Impuissant, il ne put que regarder son côté sombre grignoter peu à peu sa force vitale, après avoir vidé l'intégralité de sa magie.


— Tu vas nous tuer ! cria-t-il en vain. Arrête, s'il te plaît !


Le démon ne l'écouta pas. C'est à ce moment-là que Balthazar aperçut une forme bouger près de lui. La douleur l'aveuglait et ne permettait pas de distinguer ce qui l'entourait. Après déduction, il pensa que Théo revenait pour l'achever. Désespéré, il prit brièvement possession du corps d'Aldo, pour faire passer son message. Quand il le termina, son esprit était sur le point de céder.


La partie humaine serait bientôt inconsciente et les dieux seuls savent ce que le démon ferait. Cependant, une source magique inconnue ébranla son corps. Le sort de son démon se coupa soudainement. Le mage écarquilla les yeux.


— Une gemme de l'abîme…


Il jeta un coup d'œil à son démon. Lui aussi l'avait vu. La pierre se créait lentement dans son esprit. Balthazar se jeta sur le démon, pour l'empêcher de la toucher. Les deux esprits absorbèrent la psyché et la pierre explosa sous leur impulsion.


Il fit tout noir.


*********


Théo enfonça la porte du laboratoire d'un grand coup d'épaule. Bloquée par les gravats, elle peinait à s'ouvrir. La pièce s'était effondrée sur elle-même après une grande explosion et le paladin commençait à craindre le pire. Une fumée noire épaisse flottait au-dessus de l'endroit.


— Shin !


Le demi-élémentaire se trouvait à ses pieds, inconscient. Théo le dégagea des gravats et le traîna dans le couloir. Légèrement blessé, il paraissait tout de même aller bien et reprenait ses esprits. Le paladin replongea dans les gravats. Il réussit à récupérer Mani, pas loin de la position de l'archer et le traîna lui aussi dans le couloir.

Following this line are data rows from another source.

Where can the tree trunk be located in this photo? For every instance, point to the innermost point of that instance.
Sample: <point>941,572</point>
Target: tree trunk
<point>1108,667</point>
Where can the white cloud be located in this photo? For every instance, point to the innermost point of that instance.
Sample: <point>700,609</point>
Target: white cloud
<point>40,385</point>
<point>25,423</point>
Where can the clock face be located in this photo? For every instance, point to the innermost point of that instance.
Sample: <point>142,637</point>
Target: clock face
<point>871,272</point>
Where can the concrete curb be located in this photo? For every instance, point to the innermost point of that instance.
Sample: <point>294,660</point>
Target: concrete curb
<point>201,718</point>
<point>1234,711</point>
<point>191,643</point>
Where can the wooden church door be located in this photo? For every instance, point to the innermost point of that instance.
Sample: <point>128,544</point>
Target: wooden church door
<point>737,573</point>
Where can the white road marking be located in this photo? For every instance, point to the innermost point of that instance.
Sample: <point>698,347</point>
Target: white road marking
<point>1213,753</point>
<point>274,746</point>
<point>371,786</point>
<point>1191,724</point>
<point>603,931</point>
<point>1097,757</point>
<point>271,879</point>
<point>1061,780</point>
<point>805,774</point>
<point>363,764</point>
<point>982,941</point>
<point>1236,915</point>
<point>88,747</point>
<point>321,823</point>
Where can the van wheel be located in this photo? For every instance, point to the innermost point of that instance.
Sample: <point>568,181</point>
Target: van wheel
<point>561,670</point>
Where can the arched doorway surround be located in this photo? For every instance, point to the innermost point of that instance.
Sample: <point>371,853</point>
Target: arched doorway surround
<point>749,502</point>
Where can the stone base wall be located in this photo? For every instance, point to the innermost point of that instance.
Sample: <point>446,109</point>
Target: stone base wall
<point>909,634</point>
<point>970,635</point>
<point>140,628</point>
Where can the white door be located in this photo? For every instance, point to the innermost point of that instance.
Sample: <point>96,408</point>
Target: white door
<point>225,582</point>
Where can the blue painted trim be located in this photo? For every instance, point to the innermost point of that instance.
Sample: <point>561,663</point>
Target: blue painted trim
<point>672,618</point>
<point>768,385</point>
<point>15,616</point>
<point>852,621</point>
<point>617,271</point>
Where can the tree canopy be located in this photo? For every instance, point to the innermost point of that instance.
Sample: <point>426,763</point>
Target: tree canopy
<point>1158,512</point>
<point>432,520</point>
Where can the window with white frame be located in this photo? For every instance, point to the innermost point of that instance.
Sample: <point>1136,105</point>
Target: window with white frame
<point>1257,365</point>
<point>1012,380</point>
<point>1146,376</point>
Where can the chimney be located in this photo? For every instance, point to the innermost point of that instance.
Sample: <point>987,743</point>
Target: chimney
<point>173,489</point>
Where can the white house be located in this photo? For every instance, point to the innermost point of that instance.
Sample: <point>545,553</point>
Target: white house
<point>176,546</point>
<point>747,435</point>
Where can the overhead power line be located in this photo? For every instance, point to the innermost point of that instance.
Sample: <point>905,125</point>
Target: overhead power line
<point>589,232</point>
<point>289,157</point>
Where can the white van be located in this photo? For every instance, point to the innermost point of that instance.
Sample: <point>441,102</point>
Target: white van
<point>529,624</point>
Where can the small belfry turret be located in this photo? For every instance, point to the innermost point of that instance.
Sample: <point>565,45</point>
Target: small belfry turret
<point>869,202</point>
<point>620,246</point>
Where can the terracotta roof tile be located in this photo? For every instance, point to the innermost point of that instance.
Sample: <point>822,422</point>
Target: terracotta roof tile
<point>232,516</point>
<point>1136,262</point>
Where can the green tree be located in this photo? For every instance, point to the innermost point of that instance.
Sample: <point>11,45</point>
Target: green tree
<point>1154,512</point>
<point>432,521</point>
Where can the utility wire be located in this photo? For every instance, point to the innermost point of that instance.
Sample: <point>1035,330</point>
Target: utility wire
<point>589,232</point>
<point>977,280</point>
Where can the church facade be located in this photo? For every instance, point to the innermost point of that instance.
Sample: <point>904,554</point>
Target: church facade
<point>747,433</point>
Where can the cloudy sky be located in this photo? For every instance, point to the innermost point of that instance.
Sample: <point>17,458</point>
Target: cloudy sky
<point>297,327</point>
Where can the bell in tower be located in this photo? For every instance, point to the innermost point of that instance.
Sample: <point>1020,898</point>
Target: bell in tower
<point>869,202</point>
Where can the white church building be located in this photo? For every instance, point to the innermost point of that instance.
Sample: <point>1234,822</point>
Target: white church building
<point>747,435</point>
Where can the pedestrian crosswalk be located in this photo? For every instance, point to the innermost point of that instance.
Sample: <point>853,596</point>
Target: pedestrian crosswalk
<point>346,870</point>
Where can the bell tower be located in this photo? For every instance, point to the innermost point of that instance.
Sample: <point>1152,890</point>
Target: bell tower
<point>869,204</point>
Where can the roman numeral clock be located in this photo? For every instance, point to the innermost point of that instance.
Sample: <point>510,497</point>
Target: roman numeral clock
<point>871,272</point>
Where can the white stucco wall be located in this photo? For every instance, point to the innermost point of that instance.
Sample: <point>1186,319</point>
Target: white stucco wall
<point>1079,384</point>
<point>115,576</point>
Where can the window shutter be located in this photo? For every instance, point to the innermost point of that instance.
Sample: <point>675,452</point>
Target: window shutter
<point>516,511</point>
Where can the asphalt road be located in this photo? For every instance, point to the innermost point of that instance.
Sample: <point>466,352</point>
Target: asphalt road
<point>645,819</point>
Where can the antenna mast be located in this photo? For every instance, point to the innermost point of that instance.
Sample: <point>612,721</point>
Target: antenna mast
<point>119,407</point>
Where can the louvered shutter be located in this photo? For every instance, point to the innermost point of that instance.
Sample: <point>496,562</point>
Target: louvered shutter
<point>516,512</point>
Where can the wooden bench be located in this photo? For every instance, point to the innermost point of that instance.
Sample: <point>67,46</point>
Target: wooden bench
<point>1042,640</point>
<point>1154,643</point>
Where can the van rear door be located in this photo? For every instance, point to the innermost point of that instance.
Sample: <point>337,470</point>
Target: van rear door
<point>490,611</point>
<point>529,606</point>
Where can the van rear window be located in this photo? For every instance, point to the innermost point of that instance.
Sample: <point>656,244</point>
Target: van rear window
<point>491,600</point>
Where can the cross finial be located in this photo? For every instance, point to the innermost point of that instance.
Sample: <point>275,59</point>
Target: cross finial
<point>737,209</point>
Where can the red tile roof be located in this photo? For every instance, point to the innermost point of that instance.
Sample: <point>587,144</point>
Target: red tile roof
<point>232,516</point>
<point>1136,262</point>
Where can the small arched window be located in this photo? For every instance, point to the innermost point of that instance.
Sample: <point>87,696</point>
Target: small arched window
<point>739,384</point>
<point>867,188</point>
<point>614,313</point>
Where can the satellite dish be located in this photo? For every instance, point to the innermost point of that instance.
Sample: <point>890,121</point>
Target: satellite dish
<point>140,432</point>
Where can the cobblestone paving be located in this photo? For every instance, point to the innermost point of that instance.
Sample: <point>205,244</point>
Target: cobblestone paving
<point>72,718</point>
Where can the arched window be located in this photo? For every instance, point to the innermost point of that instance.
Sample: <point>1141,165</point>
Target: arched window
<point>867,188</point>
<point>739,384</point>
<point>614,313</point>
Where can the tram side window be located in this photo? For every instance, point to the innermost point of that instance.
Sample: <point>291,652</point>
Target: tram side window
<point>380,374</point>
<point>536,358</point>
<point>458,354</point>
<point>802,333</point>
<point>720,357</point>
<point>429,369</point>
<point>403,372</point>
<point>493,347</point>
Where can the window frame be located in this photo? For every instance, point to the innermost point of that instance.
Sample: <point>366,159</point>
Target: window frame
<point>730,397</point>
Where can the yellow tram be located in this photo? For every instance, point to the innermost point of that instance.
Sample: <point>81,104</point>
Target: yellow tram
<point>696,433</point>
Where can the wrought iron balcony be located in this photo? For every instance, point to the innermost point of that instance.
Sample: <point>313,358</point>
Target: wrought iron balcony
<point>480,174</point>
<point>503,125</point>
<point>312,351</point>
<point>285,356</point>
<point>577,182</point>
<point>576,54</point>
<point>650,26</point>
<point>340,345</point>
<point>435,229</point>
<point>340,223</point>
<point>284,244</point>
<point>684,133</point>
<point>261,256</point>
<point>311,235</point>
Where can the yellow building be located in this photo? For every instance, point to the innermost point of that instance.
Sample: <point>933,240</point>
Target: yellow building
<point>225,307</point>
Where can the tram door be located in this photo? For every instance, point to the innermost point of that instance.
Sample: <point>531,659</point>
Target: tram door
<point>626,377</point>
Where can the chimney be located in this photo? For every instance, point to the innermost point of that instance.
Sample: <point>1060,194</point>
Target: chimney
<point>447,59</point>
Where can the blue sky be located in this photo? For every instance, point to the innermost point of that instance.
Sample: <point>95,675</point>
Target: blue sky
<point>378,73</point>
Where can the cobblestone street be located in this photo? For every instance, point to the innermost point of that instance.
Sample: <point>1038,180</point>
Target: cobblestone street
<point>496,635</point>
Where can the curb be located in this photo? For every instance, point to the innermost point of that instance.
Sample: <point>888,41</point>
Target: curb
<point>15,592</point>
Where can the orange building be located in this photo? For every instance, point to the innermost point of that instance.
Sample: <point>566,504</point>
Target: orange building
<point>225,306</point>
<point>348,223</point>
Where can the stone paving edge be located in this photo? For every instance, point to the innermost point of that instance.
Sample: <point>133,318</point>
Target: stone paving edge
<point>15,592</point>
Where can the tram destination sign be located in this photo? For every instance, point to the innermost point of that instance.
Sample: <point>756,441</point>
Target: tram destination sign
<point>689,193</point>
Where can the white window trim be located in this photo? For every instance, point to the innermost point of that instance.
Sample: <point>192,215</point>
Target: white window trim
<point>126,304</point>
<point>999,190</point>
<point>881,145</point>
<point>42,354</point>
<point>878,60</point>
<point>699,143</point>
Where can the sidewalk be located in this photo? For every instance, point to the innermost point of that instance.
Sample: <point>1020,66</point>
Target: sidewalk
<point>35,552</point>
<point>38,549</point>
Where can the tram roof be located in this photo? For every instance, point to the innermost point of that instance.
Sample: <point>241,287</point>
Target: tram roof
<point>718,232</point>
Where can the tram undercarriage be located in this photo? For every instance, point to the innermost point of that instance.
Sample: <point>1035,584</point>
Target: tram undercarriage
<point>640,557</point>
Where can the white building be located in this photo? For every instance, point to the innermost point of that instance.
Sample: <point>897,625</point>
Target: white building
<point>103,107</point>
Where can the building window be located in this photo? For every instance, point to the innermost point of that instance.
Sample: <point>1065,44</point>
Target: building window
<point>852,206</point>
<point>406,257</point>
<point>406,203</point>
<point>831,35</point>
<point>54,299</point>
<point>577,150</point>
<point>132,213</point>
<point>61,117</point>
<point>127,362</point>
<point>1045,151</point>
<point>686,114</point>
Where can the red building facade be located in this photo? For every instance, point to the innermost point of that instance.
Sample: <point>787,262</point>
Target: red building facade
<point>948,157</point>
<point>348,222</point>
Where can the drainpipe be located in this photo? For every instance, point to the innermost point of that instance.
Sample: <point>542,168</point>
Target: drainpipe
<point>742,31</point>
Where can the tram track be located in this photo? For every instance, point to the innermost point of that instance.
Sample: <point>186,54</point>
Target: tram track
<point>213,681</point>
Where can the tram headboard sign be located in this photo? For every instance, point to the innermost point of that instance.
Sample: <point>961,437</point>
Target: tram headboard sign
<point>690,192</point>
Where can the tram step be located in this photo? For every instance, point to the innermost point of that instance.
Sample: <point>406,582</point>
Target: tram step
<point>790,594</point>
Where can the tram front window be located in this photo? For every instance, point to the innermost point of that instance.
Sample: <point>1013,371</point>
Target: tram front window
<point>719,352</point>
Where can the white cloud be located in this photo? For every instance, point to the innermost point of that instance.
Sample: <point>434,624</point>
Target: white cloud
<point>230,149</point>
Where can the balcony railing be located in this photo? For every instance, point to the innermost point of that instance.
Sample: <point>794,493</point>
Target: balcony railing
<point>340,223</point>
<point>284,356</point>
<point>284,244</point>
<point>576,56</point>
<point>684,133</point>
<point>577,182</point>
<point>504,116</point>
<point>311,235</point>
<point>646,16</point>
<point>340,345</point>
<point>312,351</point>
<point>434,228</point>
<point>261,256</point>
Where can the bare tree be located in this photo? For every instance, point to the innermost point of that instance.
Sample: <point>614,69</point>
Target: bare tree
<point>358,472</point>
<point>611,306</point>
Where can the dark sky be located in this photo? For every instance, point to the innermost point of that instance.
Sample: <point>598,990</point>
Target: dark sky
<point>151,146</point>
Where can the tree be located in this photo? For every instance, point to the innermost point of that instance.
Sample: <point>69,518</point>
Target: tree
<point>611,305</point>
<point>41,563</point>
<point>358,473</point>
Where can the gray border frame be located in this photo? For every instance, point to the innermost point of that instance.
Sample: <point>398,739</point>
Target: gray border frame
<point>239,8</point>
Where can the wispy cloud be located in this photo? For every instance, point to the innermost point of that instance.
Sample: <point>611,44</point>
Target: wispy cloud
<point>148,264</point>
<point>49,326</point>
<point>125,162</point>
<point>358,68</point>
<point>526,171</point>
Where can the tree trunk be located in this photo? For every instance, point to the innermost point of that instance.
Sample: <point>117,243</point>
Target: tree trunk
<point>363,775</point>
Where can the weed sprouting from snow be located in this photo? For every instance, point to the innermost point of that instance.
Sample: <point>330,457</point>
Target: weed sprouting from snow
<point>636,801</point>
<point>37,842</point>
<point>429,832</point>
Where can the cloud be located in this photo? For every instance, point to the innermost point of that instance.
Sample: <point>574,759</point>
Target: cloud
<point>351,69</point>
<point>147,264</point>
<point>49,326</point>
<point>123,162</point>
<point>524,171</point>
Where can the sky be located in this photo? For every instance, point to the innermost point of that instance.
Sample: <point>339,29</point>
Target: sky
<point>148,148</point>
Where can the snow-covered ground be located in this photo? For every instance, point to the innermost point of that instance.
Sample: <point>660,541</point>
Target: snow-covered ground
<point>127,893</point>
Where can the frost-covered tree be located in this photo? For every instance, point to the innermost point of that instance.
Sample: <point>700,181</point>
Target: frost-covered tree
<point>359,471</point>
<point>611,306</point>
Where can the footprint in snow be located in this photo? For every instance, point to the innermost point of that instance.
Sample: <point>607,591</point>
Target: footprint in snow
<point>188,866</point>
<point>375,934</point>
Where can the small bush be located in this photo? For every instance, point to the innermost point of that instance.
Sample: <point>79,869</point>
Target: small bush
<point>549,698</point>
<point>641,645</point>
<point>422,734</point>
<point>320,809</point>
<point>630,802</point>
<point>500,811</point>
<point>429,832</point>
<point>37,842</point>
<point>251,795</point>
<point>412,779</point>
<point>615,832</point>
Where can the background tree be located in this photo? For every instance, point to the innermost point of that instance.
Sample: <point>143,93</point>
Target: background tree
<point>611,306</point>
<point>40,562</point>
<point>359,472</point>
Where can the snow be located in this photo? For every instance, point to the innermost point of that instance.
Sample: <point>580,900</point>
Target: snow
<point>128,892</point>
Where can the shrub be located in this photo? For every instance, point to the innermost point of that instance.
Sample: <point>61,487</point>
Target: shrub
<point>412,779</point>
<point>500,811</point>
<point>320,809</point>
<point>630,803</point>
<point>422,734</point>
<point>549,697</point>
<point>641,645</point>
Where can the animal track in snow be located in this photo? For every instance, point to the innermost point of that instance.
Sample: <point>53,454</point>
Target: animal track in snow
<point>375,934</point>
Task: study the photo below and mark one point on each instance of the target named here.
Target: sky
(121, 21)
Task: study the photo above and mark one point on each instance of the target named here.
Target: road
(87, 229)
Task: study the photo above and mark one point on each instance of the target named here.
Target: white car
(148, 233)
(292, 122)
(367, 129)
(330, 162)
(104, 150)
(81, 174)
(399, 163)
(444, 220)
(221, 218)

Les autres n'étaient pas visibles. Le guerrier se rappela mentalement l'agencement de la pièce et poussa des cailloux pour se faire un chemin plus ouvert. Contre le mur, il entendit des bruits de fracas. Grunlek ne tarda pas à émerger, Aldo contre lui. Les deux aventuriers avaient réussi à s'en tirer à bon compte, sans trop de dégâts.


— Balthazar est là-dessous, dit-il en pointant un tas plus imposant de graviers. Mais… Fais attention. Avant que ça arrive, il nous a dit qu'il avait une chance de revenir en démon.


Théo hocha la tête et commença à déblayer les rochers agglutinés autour de la table du laboratoire. La robe rouge du mage ne tarda pas à apparaître et il redoubla d'efforts. Baltazar avait les yeux fermés et sa peau avait moins l'allure de l'acier. Le guerrier le traîna hors des gravats et rejoignit les autres dans le couloir. Il posa doucement le corps du mage au sol et se tourna vers les autres.


— Qu'est-ce qui s'est passé ?


— Aldo n'avait pas assez de puissance pour ramener Bob, je lui ai donné la gemme de l'abîme de mon bras métallique pour l'aider, expliqua Grunlek. Elle a surchargé et explosé, comme tu as pu le voir.


Le nain tira péniblement son bras métallique vers lui et commença à élaborer une écharpe improvisée avec un bout de corde qui traînait. Shinddha, déjà debout, s'était rapproché de Balthazar, toujours immobile. Plus les secondes s'égrainaient, plus sa peau blêmissait, laissant craindre le pire à ses compagnons. Néanmoins, il respirait de nouveau, et même s'il se réveillait en démon, Grunlek avait l'impression de ne pas avoir fait tout ça pour rien.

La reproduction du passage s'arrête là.